Lesson learned: The Department of Homeland Security, in coordination with state and local governments and the private sector, should develop a modern, flexible, and transparent logistics system. This system should be based on established contracts for stockpiling commodities at the local level for emergencies and the provision of goods and services during emergencies. The federal government must develop the capacity to conduct large-scale logistical operations that supplement and, if necessary, replace state and local logistical systems by leveraging resources within both the public sector and the private sector. The Department of Transportation, in coordination with other appropriate departments of the executive branch, must also be prepared to conduct mass evacuation operations when disasters overwhelm or incapacitate state and local governments.

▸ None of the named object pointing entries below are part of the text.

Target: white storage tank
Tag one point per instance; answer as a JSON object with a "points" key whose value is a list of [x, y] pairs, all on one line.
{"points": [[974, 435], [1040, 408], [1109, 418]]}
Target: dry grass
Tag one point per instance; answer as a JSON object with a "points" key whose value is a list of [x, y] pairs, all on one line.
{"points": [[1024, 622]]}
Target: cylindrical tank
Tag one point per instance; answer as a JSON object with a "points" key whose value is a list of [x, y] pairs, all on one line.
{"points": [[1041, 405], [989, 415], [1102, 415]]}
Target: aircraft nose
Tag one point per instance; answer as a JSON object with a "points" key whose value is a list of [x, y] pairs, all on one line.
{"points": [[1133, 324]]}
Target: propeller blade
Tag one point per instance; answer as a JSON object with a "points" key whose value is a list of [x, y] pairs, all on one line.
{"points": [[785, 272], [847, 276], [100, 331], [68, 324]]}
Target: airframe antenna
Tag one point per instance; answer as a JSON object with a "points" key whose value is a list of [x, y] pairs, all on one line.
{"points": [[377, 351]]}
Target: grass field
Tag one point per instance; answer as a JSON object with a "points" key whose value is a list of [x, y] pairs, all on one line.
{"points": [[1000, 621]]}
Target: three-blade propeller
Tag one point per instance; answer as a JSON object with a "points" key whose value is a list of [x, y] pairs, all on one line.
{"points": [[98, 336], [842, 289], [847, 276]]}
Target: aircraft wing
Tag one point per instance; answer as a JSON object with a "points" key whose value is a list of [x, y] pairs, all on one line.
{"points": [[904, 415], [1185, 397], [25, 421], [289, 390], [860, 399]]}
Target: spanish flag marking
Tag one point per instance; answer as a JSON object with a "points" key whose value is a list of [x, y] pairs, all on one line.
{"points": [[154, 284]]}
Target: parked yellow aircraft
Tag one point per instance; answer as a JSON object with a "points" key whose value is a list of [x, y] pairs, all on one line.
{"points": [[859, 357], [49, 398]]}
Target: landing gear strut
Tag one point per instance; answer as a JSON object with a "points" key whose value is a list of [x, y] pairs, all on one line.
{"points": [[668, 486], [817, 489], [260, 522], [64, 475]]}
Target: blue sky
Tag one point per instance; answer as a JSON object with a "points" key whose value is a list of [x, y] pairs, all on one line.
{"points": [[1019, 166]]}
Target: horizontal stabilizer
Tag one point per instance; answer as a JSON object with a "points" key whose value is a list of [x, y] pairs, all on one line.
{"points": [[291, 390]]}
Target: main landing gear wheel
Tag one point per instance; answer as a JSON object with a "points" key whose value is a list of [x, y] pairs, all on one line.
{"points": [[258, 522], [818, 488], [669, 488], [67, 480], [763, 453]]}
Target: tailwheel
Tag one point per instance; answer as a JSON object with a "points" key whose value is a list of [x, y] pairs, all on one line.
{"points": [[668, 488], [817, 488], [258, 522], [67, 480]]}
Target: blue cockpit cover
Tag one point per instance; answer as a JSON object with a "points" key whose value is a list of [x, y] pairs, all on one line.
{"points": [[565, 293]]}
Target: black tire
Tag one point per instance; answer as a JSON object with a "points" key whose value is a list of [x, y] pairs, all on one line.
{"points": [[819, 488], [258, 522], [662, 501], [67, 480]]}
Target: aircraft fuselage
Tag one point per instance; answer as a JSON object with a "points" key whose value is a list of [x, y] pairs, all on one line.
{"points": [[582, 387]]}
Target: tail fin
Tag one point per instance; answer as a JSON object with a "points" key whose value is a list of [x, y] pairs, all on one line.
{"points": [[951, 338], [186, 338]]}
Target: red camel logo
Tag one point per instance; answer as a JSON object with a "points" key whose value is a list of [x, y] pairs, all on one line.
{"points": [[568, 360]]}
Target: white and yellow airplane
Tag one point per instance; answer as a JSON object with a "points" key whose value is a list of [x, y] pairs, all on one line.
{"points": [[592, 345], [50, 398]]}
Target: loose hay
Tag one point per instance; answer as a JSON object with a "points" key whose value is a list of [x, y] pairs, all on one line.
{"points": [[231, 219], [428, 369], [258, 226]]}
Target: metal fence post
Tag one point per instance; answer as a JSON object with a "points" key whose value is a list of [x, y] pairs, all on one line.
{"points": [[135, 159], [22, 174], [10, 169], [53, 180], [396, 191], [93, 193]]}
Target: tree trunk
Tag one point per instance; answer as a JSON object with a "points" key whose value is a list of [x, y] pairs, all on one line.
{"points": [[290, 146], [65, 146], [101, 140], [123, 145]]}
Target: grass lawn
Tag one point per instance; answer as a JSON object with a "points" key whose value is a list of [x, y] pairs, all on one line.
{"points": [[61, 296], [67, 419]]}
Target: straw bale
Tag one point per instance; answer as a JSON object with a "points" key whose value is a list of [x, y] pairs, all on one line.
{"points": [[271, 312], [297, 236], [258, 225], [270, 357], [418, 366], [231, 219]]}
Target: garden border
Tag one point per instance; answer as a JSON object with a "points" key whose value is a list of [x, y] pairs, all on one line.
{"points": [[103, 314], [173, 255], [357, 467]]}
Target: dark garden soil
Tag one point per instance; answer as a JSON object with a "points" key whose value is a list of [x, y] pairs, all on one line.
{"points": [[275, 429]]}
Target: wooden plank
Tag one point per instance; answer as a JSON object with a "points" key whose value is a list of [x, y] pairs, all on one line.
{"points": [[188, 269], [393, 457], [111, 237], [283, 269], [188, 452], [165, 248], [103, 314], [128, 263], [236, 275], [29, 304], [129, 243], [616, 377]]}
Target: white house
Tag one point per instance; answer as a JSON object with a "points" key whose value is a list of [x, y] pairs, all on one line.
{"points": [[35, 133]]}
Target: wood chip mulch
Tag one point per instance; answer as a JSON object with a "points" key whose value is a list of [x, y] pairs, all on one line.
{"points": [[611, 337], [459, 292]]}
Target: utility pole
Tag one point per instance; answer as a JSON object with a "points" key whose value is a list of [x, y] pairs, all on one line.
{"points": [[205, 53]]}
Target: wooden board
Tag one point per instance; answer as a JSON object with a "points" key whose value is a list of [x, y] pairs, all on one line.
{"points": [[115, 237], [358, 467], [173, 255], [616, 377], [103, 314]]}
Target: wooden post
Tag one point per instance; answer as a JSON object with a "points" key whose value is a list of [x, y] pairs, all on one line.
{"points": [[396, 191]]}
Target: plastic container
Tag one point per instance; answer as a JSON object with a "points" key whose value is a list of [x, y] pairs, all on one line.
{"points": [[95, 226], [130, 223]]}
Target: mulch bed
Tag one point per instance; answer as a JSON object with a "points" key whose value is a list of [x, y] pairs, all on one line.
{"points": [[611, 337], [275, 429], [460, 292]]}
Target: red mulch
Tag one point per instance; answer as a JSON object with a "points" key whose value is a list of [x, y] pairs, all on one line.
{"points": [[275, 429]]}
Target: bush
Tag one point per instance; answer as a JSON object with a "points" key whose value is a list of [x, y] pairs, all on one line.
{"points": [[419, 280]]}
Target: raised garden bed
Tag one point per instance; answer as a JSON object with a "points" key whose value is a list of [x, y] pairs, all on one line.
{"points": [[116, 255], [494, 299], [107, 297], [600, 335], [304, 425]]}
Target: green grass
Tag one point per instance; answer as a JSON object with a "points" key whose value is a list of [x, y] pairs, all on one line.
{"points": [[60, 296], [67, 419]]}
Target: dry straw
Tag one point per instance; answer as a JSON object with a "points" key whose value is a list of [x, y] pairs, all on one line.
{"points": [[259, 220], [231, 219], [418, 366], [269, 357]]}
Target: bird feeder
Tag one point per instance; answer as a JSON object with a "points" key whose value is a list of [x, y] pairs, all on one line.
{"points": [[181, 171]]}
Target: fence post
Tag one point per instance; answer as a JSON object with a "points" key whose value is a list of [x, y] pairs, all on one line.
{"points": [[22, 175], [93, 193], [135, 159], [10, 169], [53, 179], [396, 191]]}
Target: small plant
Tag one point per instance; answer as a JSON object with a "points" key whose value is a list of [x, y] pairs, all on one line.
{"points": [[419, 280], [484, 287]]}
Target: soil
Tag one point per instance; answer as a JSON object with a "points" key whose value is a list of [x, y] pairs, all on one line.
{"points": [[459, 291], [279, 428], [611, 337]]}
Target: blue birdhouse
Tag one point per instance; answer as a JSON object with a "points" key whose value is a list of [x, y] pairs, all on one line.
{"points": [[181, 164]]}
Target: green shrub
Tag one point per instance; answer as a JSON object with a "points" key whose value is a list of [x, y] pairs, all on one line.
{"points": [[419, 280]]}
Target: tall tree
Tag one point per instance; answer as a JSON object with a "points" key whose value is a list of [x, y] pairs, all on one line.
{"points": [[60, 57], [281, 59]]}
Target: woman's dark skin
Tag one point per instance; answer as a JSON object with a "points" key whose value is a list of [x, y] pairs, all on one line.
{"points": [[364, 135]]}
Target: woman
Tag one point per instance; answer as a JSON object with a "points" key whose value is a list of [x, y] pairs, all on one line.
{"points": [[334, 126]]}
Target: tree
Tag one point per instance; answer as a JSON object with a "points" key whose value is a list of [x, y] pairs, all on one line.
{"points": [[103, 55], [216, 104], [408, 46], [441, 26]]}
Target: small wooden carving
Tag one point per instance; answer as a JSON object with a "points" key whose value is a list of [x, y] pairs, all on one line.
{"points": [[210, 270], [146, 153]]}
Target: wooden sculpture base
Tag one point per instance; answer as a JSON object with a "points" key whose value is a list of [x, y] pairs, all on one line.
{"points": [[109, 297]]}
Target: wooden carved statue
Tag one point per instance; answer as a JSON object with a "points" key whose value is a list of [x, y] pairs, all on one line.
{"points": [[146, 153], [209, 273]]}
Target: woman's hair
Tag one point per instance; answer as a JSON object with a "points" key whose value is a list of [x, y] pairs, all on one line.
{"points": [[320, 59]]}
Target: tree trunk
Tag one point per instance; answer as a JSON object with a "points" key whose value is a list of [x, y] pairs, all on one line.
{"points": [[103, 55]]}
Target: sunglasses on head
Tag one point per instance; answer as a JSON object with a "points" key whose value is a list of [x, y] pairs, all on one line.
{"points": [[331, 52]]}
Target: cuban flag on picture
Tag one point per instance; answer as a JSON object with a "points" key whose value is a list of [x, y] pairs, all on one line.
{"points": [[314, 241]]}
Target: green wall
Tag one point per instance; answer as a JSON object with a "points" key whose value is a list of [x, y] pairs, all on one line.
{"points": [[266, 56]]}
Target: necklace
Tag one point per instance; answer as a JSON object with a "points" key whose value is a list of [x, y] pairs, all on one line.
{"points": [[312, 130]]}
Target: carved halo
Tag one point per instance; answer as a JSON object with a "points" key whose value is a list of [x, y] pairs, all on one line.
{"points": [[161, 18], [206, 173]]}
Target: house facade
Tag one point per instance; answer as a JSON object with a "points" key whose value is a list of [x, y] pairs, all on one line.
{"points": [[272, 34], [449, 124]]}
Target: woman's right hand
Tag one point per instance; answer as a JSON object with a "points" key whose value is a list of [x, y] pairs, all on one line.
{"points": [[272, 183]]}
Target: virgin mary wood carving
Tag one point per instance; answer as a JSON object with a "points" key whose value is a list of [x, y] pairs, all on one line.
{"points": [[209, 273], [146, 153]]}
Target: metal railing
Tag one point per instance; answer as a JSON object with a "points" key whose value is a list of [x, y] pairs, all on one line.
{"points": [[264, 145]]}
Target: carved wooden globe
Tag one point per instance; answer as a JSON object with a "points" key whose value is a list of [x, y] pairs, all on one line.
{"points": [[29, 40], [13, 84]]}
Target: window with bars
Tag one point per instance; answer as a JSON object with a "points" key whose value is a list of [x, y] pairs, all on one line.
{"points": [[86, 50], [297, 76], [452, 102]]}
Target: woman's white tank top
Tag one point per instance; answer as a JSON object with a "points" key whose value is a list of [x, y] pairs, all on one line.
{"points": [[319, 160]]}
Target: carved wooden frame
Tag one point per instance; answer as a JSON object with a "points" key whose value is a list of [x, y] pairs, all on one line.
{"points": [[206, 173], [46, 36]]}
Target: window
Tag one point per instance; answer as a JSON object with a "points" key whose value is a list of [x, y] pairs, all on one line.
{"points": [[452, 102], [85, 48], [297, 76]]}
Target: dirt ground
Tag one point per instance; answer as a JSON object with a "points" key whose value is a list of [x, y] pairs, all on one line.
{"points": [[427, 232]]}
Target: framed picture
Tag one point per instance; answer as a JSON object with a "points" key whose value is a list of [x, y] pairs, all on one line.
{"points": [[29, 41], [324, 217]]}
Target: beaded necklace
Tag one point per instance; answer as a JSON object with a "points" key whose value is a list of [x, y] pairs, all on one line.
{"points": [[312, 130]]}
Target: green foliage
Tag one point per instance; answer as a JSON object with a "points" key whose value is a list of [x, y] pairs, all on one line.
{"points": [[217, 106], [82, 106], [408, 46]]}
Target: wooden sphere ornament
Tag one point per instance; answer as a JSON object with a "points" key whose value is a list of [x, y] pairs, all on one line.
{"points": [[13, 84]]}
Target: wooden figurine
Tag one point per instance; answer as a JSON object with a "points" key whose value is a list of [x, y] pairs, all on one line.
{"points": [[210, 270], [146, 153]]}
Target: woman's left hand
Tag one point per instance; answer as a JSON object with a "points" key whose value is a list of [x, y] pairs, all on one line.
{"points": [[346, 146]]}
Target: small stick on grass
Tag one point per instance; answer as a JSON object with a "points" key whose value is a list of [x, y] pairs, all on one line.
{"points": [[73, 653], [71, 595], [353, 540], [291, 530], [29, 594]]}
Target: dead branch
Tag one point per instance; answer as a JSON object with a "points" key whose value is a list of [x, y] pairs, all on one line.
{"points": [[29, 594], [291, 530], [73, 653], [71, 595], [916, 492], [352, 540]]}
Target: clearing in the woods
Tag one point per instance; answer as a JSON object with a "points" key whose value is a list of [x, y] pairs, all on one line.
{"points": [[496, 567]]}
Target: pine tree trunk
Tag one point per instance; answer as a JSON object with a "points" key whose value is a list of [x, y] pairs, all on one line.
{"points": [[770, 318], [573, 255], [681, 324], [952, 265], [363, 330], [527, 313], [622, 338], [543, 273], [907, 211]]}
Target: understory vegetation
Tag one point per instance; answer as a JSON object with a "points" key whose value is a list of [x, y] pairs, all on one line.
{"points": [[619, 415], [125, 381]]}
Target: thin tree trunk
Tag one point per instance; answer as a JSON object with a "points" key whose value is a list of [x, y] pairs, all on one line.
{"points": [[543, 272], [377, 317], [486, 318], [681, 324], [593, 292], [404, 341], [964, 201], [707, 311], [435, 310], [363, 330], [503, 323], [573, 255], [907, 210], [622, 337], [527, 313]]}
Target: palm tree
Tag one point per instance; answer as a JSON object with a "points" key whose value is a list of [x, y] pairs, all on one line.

• Critical Challenge: Human Services
Disasters — especially those of catastrophic proportions — produce many victims whose needs exceed the capacity of state and local resources. These victims who depend on the federal government for assistance fit into one of two categories: 1) those that need federal disaster-related assistance; and 2) those that need continuation of government assistance they were receiving before the disaster, plus additional disaster-related assistance. Hurricane Katrina produced many thousands of both categories of victims.
Lessons learned: The Department of Health and Human Services should coordinate with other departments of the executive branch, as well as state governments and nongovernmental organizations, to develop a robust, comprehensive, and integrated system to deliver human services during disasters so that victims are able to receive federal and state assistance in a simple and seamless manner. In particular, this system should be designed to provide victims a consumer-oriented, simple, effective, and single encounter from which they can receive assistance.
• Critical Challenge: Mass Care and Housing
Hurricane Katrina resulted in the largest national housing crisis since the Dust Bowl of the 1930s. The impact of this massive displacement was felt throughout the country, with Gulf residents relocating to all 50 states and the District of Columbia.
Lessons learned: Using established federal core competencies and all available resources, the Department of Housing and Urban Development, in coordination with other departments of the Executive Branch with housing stock, should develop integrated plans and bolster capabilities for the temporary and long-term housing of evacuees. The American Red Cross and the Department of Homeland Security should retain responsibility and improve the process of mass care and sheltering during disasters.
Reference
- The White House. "The Federal Response to Hurricane Katrina: Lessons Learned," February 2006. On the web at: www.whitehouse.gov/reports/katrina-lessons-learned/index.html.